Table ‘Users’. Scan count 0, logical reads 94, physical reads 45, read-ahead reads 0, lob logical reads 0, lob physical reads 0, lob read-ahead reads 0.
Table ‘Worktable’. Scan count 0, logical reads 0, physical reads 0, read-ahead reads 336, lob logical reads 0, lob physical reads 0, lob read-ahead reads 0.
Table ‘Workfile’. Scan count 0, logical reads 0, physical reads 0, read-ahead reads 0, lob logical reads 0, lob physical reads 0, lob read-ahead reads 0.
Table ‘Worktable’. Scan count 0, logical reads 0, physical reads 0, read-ahead reads 0, lob logical reads 0, lob physical reads 0, lob read-ahead reads 0.
SQL Server Execution Times:
CPU time = 8002 ms, elapsed time = 5597 ms.
You can see here that the IO for both tables referenced in the query has been captured. This is very useful in telling us where the bulk of the work is being done.
Notable here also are the references to “Worktable” and “Workfile”. These often appear in the output to STATISTICS IO for more complex queries. In general it is worth thinking of these as internal objects SQL uses to store temporary resultsets while processing your query. The difference between the two is the type of resultsets they store and for which particular operations. This can make it a bit more challenging to work out which part of your query is generating the most work when the highest number of reads appear against these. You end up needing to look at the execution plan and trying to work out what operations these could be related to. We may get to more of that in a later post.
Using this information to Tune your Queries
To close, I just want to mention how you should use this information to focus your efforts when tuning queries. Intuitively we all think in terms of time when we think in terms of query performance, but in practice it is much better to focus on the output of STATISTICS IO when you are trying to make improvements.

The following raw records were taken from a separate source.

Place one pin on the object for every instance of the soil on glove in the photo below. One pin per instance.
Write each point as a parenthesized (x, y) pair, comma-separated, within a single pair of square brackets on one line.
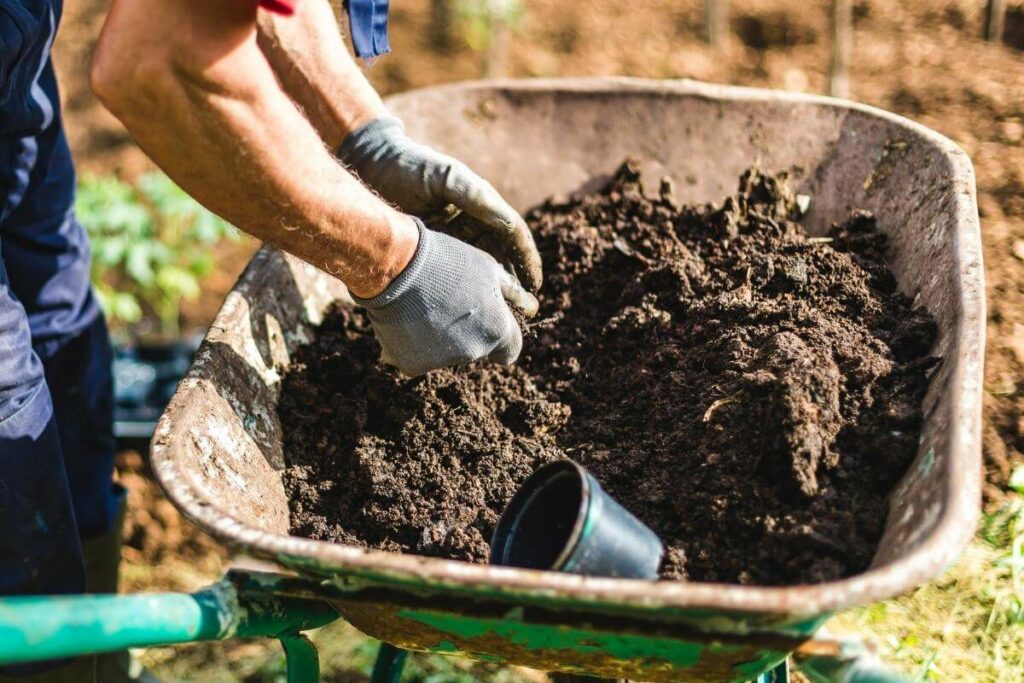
[(750, 392)]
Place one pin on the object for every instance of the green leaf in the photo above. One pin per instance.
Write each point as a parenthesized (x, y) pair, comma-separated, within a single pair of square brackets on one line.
[(138, 262), (173, 280), (1017, 479)]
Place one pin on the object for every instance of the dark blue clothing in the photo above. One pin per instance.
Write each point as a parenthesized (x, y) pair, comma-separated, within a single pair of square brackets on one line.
[(56, 444)]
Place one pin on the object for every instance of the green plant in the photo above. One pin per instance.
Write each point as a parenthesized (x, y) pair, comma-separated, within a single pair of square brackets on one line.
[(152, 246), (479, 19)]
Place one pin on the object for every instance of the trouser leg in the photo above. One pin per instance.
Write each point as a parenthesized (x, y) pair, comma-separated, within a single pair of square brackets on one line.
[(40, 551)]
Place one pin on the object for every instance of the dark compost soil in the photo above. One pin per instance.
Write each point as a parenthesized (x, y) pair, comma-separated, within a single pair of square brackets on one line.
[(750, 392)]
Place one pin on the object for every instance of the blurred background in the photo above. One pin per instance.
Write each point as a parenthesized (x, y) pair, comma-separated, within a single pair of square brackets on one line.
[(163, 264)]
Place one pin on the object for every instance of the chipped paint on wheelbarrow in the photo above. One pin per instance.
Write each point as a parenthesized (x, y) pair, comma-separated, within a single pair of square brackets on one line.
[(217, 451)]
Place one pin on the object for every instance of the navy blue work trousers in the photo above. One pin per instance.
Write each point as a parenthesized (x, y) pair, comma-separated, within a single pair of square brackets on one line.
[(56, 441)]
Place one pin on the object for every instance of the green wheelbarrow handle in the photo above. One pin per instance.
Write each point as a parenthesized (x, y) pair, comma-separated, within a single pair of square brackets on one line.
[(37, 628), (257, 605)]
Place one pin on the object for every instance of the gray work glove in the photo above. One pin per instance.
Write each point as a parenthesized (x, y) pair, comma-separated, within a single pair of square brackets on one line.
[(424, 182), (448, 307)]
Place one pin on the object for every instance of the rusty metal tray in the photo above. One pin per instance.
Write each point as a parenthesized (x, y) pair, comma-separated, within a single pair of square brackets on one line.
[(217, 451)]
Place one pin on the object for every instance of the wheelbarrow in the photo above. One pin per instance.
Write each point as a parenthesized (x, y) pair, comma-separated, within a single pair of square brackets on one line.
[(217, 450)]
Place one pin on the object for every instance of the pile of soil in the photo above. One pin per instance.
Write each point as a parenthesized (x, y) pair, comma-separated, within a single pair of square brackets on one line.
[(750, 392)]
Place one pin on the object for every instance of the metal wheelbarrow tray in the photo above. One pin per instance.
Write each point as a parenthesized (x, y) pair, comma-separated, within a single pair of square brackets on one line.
[(217, 451)]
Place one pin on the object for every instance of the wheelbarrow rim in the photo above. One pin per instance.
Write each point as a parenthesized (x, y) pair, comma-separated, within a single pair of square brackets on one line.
[(951, 532)]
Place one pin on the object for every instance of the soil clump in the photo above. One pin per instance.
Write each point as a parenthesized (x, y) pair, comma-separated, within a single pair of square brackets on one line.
[(749, 391)]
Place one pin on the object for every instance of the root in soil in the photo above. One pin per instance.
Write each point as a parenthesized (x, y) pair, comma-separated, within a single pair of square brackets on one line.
[(750, 392)]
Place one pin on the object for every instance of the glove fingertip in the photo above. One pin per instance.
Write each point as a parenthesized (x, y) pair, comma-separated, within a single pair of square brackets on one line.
[(511, 346)]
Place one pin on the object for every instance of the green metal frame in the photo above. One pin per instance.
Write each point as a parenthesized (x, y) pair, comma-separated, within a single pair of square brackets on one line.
[(262, 605)]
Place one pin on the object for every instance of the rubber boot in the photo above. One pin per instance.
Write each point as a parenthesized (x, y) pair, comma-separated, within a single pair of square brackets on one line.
[(102, 561)]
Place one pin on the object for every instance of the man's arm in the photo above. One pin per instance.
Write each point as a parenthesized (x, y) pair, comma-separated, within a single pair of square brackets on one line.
[(309, 56), (187, 79), (316, 71)]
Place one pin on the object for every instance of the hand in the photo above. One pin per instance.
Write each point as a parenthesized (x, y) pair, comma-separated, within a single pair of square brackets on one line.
[(448, 307), (423, 182)]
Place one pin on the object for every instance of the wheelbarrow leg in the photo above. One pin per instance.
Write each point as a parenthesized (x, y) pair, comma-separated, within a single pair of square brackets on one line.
[(390, 662), (780, 674), (301, 658)]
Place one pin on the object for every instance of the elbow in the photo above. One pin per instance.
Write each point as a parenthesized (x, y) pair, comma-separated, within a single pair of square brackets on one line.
[(127, 85)]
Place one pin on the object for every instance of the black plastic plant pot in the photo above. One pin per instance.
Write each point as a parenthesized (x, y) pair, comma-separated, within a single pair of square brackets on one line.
[(561, 519)]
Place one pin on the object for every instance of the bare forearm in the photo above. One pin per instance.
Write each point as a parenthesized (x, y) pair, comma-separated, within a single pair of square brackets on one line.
[(316, 71), (213, 117)]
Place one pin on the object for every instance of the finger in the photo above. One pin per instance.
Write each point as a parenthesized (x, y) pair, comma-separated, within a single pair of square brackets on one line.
[(517, 296), (511, 345), (478, 198)]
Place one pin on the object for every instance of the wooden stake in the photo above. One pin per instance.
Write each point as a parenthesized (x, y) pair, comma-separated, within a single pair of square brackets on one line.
[(717, 22), (995, 19), (440, 24), (842, 29)]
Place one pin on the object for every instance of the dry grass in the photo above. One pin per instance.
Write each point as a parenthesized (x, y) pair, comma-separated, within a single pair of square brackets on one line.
[(966, 626)]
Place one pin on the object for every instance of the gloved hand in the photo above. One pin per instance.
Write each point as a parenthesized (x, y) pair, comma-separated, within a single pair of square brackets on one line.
[(448, 307), (423, 182)]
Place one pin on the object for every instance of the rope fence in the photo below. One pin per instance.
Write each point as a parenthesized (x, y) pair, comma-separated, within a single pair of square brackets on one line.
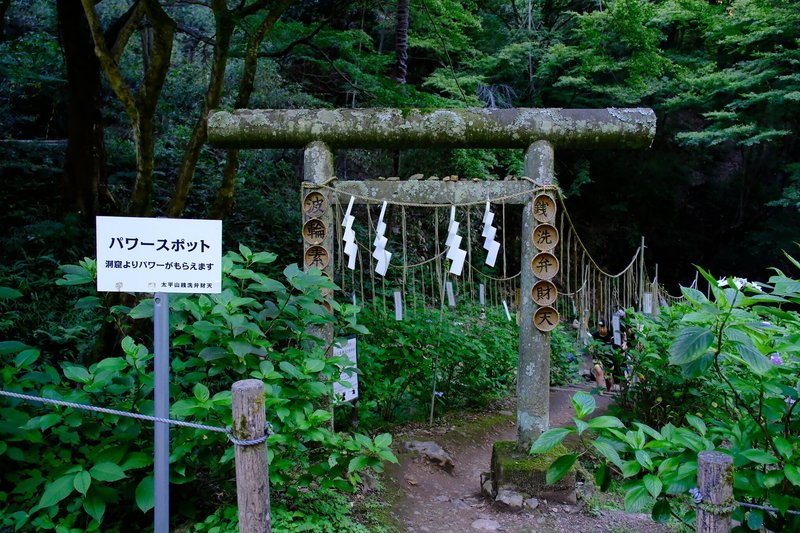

The IO gives you much more information, and while figures for both CPU and IO will vary depending on what is going on on the server, the IO figures are more static and therefore you can have more confidence that changes you see are the results of your tuning efforts. It also allows you to focus on tables one at a time as you tune multi-table queries.
Both IO and TIME are measures of work being done on a server. If you can reduce the number of reads generated by your query then that is generally the best measure of improvement and will likely have similar benefits to the overall time taken by the query.
So in your tuning efforts, focus on the logical and physical reads and try to get the totals for these down as low as possible. Generally you’ll start with operations on the table that generates the highest number of reads and go on from there.